On Monday, regulators seized First Republic Bank (FRC.N) and sold its assets to JPMorgan Chase & Co (JPM.N), in a deal to resolve the largest U.S. bank failure since the 2008 financial crisis and draw a line under the bank sector jitters.
With the rate cycle nearing a peak, the challenge for the likes of HSBC, Europe’s largest bank, will be to sustain its margins this year and beyond.
CEO Noel Quinn said on a call the results showed HSBC’s strengths in a rising rate environment, and played down the risks of further contagion after First Republic’s rescue.
“We do not believe there is a global banking crisis on the horizon. We do not see a negative impact on our business”.
HSBC posted a pretax profit of $12.9 billion for the quarter ended March, versus $4.2 billion a year earlier. The average estimate of 17 analysts compiled by the bank was $8.64 billion.
HSBC shares rose as high as 6% in London, the second best performer on the benchmark FTSE index (.FTSE).
The bank’s revenue “showed strength notably in non-interest income”, analysts from Jefferies said, with more than $1 billion from assets held for trading and global banking and HSBC’s markets unit, which saw a 20% revenue rise from a year ago.
HSBC’s headline profit was boosted by a reversal of a $2 billion impairment it took against the planned sale of its French business, reflecting that the deal may not go through.
It warned last month the disposal could be in jeopardy over regulatory capital concerns for the buyer.
London-headquartered HSBC also reported a delay in the sale of its Canada business, a key part of its strategy to shrink in slow-growing Western markets where it lacks scale.
HSBC said the planned $10 billion sale, originally slated to be completed by the end of this year, will now only likely go through in the first quarter of 2024.

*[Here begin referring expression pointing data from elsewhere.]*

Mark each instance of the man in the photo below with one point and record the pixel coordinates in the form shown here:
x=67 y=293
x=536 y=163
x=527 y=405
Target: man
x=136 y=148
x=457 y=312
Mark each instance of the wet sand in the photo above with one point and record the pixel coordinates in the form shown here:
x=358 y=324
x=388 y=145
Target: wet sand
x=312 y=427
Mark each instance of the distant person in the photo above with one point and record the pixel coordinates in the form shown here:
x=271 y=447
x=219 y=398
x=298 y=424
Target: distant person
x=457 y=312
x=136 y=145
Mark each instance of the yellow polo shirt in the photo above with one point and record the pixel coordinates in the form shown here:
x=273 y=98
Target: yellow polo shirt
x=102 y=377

HSBC has tried recently to accelerate its Asian pivot, in part to head off calls from its biggest shareholder, Ping An Insurance Group Co of China (601318.SS), to spin off the Asia unit to boost shareholder returns.
Shareholders will vote at the bank’s annual meeting on May 5 on two resolutions filed by a Hong Kong investor and supported by Ping An, calling for higher dividends and a regular update on strategic proposals.
HSBC, which has opposed the resolutions, criticised the spin-off proposal again on Tuesday. Shareholder advisory firms Glass Lewis and Institutional Shareholder Services recommended that investors vote against the proposal, which needs 75% approval to pass.
Norway’s state investment fund, HSBC’s fourth biggest shareholder with a 3% stake, has also said it will vote in line with the bank, which announced a $0.10 per share dividend and flagged the first of a new buyback cycle of up to $2 billion.
HSBC reported deposits fell 0.6% to $1.6 trillion, excluding those it acquired by bailing out the UK arm of failed U.S. lender Silicon Valley Bank and the reclassification of French retail deposits. Quinn said the drop was “nothing significant”.
Big European banks have reported deposits falling as consumers, faced with a cost of living crisis, eat into savings and shop around for higher-paying products such as fixed-term deposits and investment funds.
Despite the surging profit, HSBC did not raise its key performance target of a return on tangible equity of at least 12% from this year onwards, which analysts were anticipating.
HSBC’s results showed a strong overall performance but a failure to upgrade its outlook was overly cautious, Citi analysts said.